Suicidal Arowana

HCl (hydrochloric acid) will burn off the water's buffer. Carbonate and Bicarbonate will be converted to CO2 and degass. If you go this route, approach it with caution.

The following procedure will achieve this end. However, it's not to be approached lightly and will require a massive amount of work for a tank of this size.

I would suggest doing it by incremental dilution. It's the safest way, but more work intensive. Esp. at this volume.

You're going to need a fair bit of acid to bring it down.

Use a gravel vac to syphon out a bucket load of tank water. Drain the bucket and refil with tap water about 3/4 to the level removed from the tank.

Add enough acid to bring the pH down to about where you want it (6.8-7.2) or a little lower, do it small amounts at a time! Take heed though, you may see no change for a long time then the pH will crash, you've got a strong buffer. I suspect that you have a little wiggle room, the amount you'll be working on is such a small fraction of your tank.

After you've done this, top off with additional tap water to the original volume removed.

Once you've figured out how much acid you need to add to each bucket, the process will be quicker.

By doing this you'll be continually removing higher pH water and replacing it with lower/correct pH water. The tank params. should change very, very slowly.

I don't envy you the workload. Really, get on that new RO unit ASAP. You may also want to suppliment this by buying some bottled water to help speed the process.

Caveats:

How are Arowana's about Cl? You'll have a fair bit of Cl ions left in your tank by the end. In other words, you'll decrease pH and KH but increase salinity. If I can recall off the top of my head, the increase to salinity will probably be negligible, i.e. probably too small to pick up on any hobby equiptment, but be aware of this.

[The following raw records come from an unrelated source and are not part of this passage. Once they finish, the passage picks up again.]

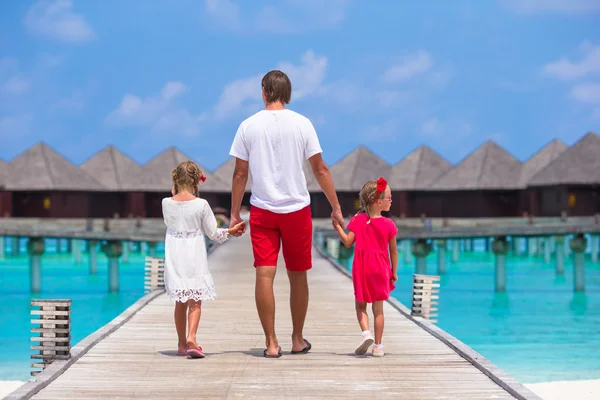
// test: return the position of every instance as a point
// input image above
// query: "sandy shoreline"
(567, 390)
(562, 390)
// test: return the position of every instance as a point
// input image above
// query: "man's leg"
(265, 245)
(298, 306)
(265, 304)
(296, 237)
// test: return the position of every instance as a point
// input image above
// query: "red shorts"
(269, 231)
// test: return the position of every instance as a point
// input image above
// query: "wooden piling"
(425, 296)
(54, 328)
(154, 274)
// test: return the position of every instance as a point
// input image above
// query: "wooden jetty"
(134, 357)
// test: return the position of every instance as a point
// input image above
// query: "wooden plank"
(137, 361)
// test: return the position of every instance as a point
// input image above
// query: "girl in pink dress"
(373, 274)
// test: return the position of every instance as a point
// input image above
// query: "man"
(273, 145)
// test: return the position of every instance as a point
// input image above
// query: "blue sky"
(144, 75)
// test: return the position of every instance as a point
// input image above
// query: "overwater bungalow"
(571, 182)
(410, 178)
(124, 182)
(485, 183)
(529, 201)
(45, 184)
(159, 182)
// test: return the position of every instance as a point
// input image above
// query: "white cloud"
(553, 6)
(307, 79)
(566, 70)
(586, 93)
(158, 112)
(411, 66)
(56, 19)
(288, 16)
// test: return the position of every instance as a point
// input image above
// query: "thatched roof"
(225, 173)
(42, 168)
(490, 167)
(580, 164)
(357, 168)
(541, 160)
(115, 171)
(158, 173)
(418, 169)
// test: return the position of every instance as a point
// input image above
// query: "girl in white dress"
(187, 279)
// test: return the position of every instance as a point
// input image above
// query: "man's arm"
(238, 187)
(323, 176)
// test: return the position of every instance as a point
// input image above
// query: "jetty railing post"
(35, 248)
(154, 274)
(425, 296)
(15, 246)
(455, 250)
(93, 250)
(560, 255)
(420, 250)
(113, 250)
(441, 257)
(578, 245)
(547, 250)
(500, 248)
(54, 328)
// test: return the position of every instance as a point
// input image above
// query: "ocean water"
(92, 305)
(539, 330)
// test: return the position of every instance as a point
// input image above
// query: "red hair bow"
(381, 186)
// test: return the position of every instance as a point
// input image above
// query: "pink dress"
(372, 269)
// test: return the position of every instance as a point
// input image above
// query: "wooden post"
(578, 245)
(35, 248)
(113, 250)
(424, 297)
(455, 249)
(154, 274)
(441, 257)
(93, 250)
(15, 246)
(420, 250)
(500, 248)
(54, 328)
(560, 255)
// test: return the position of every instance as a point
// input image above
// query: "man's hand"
(236, 220)
(337, 218)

Approach with extreme caution and be very, very careful handling HCl. Wear gloves, work clothes and safety goggles. Muriatic acid is more dilute than your standard lab stock, but still amply strong to cause injury.
 
I've been using the soft water. I have a bypass if i want it, but haven't used it.

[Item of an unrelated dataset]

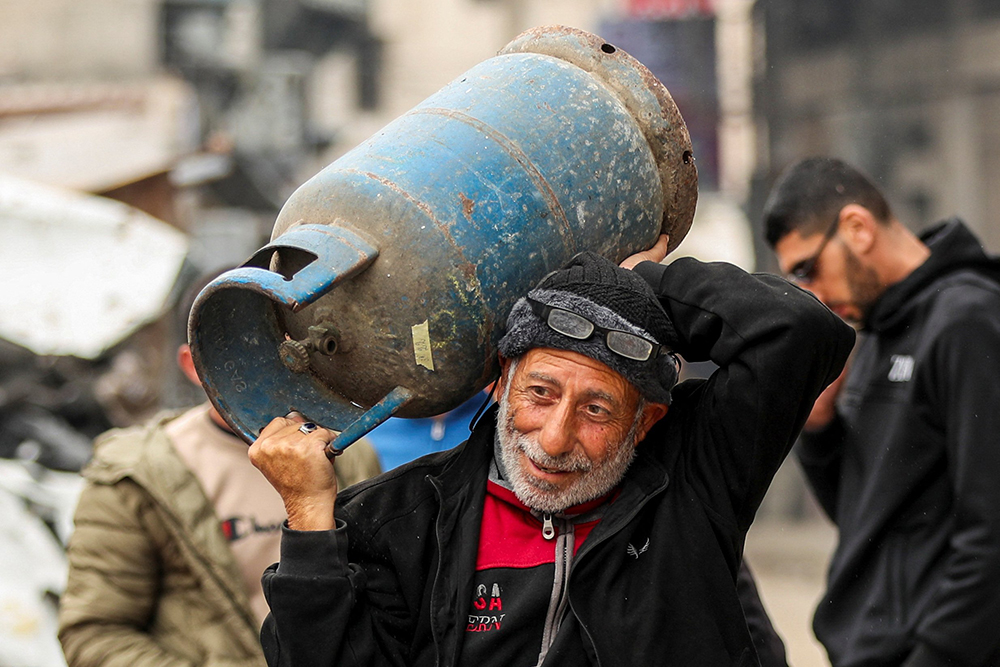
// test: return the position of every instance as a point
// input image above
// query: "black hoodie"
(909, 470)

I just got a 110 GPD R/O on e-bay. I'm workin on tryin to have it here by Monday. I may just go to Wal-Mart and buy some bottled water for tonights water change and then wait til Monday to do another. I usually do a 25 gallon change everyother day. With the new R/O I can do a 2 50 gallon changes a week and be good. I'm gonna build a system to do auto changes when I'm gone for work. Then we can do the manual changes to get the poop and all out of the gravel. That only takes 10 gallons of water to acheive.
 
didnt you raise your fish in the same water or did it change? you sure thats why he isn't eating. my arowana stopped eating recently too. took him about 6 weeks to start eating again, they can go a while; maybe he just isnt as hungry as a growing fish.
 
I've only had him about a year. He's about 7 or 8 years old. Not sure what he was in before that. I've had him in the same water the whole time except for the last 3 weeks. This is the first time I've ever used tap water.

He actually ate some chicken about 30 minutes ago. He looked a bit restless when the oscars were getting some food, so i tried and he did eat, but only about a quarter of what he normally does. The gash in his mouth and head can't feel good to him. It ripped up his nostril area real bad, but he's been through worse. I feel like an awful dad. :shake:
 
Keep in mind that water softeners don't actually change the water so that it is closer to natural softwater (ie, it is not similar to the Amazon blackwaters). The fish version of soft water is different than the common terms--hard/soft in common use terms just refers to the ease of getting soap to lather in the water, rather than indicating anything about the waters composition. So, a water softener makes it easy to lather soap, but doesn't make the water any closer to the RO you were using.